L’intrigue elle-même ne cherche pas à multiplier des actions complexes. Elle peut passer sous silence certaines scènes ou revenir sur ses pas. Ce qui compte davantage, c’est la Parole, celle de dialogues très nombreux comme au théâtre ou celle que l’on rapporte ou qui se tait tout en se disant. Le verbe dire, se dire tient une place centrale dans la traduction.
Le dernier texte de la trilogie se présente comme une sorte de résolution lorsque le temps a passé, que de nouvelles générations émergent. Il a été publié en 2014 ; les personnages ont vieilli, pris des cheveux blancs. Adela a rencontré un pêcheur de Vika, Asleik, après avoir perdu la trace de son bien-aimé Asle. C’est lui d’ailleurs qui lui révèle le triste sort du jeune homme, condamné à la pendaison.
Elle retrouve par hasard le bracelet si beau qu’Asle lui avait acheté et que la Fille avait dérobé au jeune homme. Adela acceptera de partager sa vie avec le pêcheur et Ales naîtra. Le petit Sigvald jouera à son tour du violon et son petit-fils, Jon (le prénom de l’auteur) sera un ménétrier. Dans ce texte, les âmes se confondent ; celles d’Asle et dAsleik, celles d’Alida et d’Ales en une suite de visions, de superpositions.

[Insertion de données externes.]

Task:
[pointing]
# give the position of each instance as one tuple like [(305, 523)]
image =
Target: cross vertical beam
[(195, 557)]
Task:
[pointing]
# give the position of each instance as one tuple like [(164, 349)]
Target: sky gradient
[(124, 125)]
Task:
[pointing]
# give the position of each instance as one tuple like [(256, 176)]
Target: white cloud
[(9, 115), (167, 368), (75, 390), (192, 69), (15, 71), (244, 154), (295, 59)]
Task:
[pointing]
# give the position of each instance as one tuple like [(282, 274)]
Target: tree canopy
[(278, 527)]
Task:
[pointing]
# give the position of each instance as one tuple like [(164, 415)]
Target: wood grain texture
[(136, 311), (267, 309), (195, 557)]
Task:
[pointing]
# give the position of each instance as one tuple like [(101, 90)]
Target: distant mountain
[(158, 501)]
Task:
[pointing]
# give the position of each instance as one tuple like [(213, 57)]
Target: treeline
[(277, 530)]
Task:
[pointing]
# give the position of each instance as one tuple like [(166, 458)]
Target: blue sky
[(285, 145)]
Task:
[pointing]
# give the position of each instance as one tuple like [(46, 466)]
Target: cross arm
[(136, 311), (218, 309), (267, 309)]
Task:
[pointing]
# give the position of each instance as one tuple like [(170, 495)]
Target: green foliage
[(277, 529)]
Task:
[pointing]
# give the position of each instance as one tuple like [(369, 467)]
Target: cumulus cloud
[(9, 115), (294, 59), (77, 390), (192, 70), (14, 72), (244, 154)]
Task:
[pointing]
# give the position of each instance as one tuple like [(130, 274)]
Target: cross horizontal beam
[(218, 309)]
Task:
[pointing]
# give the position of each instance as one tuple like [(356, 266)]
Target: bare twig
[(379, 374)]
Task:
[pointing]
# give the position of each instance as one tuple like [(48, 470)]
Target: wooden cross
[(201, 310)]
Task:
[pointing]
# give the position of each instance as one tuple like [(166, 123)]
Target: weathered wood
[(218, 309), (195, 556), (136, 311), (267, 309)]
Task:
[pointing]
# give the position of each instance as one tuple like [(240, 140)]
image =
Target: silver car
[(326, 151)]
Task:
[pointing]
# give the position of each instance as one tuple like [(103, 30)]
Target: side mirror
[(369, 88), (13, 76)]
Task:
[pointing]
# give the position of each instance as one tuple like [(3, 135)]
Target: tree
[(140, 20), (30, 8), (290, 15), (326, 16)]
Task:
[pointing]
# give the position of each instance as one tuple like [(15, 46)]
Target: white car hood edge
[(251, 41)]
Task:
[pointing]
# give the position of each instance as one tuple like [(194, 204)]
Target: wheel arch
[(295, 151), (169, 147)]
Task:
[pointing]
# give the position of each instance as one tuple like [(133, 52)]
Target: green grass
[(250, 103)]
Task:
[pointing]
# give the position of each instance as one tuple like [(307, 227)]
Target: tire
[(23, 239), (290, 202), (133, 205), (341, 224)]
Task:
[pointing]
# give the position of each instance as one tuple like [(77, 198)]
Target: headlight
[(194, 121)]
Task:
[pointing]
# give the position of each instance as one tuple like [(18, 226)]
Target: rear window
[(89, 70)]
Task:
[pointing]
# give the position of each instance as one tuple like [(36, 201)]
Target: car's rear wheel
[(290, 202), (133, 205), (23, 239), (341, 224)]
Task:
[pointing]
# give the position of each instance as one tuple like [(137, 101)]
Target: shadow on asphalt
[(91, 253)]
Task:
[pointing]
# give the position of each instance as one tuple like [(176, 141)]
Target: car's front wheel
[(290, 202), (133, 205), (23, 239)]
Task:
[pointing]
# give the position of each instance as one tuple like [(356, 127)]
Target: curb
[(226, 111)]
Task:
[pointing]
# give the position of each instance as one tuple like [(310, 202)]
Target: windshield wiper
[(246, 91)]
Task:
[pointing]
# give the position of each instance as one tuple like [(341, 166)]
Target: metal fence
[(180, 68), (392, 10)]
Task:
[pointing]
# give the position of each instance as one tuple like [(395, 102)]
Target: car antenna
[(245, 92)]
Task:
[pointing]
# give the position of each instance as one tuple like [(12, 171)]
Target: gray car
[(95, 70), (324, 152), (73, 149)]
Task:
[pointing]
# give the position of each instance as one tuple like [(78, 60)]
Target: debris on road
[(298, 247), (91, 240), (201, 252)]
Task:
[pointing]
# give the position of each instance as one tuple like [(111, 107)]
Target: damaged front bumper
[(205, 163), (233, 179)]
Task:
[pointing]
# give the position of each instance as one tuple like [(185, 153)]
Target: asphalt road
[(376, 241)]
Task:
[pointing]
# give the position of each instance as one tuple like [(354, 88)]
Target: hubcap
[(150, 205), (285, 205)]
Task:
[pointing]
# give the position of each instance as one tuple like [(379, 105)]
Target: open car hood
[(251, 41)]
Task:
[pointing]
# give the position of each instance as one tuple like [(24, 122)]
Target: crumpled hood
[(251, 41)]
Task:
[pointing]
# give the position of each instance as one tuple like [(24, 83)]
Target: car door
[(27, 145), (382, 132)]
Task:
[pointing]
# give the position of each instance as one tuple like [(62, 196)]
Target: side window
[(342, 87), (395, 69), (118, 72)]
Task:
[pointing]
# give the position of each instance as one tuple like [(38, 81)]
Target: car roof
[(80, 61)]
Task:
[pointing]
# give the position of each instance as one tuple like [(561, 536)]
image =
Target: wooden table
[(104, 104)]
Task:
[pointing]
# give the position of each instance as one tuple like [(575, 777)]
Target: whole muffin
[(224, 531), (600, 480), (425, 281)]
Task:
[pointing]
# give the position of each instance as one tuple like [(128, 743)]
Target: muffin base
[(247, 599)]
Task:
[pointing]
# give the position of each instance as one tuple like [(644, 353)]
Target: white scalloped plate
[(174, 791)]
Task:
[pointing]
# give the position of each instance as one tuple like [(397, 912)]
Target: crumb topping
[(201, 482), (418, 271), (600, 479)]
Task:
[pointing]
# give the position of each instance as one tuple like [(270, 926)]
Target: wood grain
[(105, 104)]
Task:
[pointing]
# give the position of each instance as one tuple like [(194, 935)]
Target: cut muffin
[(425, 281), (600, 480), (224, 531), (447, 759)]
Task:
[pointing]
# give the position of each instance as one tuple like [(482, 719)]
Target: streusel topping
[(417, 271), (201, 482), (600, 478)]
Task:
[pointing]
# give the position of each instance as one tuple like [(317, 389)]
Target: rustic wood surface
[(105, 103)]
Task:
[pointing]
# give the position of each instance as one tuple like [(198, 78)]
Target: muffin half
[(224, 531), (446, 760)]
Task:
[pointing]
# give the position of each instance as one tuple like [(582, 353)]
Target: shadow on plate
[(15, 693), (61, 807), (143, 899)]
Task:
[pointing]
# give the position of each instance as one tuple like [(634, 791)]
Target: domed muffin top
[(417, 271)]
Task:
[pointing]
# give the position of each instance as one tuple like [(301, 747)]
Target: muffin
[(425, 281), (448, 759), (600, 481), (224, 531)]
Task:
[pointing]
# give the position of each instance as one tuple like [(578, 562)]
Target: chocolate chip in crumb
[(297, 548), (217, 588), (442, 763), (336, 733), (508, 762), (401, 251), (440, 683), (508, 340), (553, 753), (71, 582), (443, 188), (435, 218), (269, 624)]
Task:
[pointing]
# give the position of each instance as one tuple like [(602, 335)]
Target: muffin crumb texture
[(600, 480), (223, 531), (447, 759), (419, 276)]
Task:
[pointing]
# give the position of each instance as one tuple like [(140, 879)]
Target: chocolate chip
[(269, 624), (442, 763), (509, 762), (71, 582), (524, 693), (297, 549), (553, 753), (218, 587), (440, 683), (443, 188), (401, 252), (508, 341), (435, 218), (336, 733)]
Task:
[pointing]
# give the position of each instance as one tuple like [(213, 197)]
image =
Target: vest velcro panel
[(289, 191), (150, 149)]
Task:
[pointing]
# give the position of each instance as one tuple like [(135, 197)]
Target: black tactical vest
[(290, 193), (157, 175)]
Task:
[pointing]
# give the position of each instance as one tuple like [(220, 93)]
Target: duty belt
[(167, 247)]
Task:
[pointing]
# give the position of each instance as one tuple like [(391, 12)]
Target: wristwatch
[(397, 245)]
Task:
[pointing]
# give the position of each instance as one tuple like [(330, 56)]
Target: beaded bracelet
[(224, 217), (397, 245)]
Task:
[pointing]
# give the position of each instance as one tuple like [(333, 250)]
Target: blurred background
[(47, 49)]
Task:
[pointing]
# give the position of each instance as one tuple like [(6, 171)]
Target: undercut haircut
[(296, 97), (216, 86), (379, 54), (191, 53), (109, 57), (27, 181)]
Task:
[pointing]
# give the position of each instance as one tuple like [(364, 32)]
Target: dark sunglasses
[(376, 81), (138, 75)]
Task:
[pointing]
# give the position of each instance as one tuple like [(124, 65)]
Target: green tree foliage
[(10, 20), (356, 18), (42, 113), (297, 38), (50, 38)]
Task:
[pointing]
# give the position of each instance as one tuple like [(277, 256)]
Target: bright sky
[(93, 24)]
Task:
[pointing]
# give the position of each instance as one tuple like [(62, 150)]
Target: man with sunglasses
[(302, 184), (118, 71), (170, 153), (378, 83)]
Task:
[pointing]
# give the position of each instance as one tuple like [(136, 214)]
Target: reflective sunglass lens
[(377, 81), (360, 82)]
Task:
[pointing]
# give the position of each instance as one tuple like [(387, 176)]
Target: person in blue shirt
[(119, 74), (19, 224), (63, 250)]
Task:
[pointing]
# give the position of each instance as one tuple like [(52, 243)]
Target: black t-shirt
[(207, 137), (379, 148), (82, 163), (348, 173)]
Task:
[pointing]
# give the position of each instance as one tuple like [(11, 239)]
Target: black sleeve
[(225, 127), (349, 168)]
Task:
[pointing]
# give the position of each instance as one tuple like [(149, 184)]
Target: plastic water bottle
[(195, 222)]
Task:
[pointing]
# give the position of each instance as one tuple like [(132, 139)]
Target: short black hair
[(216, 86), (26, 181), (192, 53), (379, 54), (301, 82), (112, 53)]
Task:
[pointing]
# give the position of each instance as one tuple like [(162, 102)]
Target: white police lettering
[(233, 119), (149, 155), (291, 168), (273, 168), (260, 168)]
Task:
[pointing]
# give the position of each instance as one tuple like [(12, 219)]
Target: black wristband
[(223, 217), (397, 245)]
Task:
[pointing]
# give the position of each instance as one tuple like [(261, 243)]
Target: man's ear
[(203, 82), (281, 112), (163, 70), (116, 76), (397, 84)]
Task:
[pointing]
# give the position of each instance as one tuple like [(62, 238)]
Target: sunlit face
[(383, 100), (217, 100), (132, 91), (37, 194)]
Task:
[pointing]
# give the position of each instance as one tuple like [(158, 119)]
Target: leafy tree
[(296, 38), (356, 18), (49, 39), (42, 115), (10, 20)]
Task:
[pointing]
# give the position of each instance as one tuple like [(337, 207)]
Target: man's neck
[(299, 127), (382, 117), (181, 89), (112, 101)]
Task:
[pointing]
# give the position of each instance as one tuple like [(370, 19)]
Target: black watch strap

La mer, dans cet ultime volet, l’emporte sur la terre en une assez longue évocation de navigation et le chant d’Asleik magnifie la simple voix narrative :
Marin je suis dans cette vie. Le monde est mon navire.
La mer est ce qui engloutit Alida et Ales ; elle engloutit jusqu’au texte lui –même qui ne peut aller plus loin, s’achevant en elle :
Les vagues submergent Alida et Ales pénètre dans les vagues et une vague déferle sur ses cheveux gris.
En somme Jon Fosse fait de son texte une partition dans laquelle s’entendent des leitmotive, des refrains et des mélodies du vent et du cœur humain. Ne prend-il pas la place d’un musicien avec ce personnage de Jon ? Le compositeur hongrois Peter Eötvös ne s’est pas trompé en reprenant la trame de la trilogie pour son ballad opera, en deux actes Sleepless, créé en 2021 à Berlin.
marie du crest
Jon Fosse,
– Insomnie, Les Rêves d’Olav & Au tomber de la nuit ont été édités chez Circé — 13,00 € le volume, 96 p.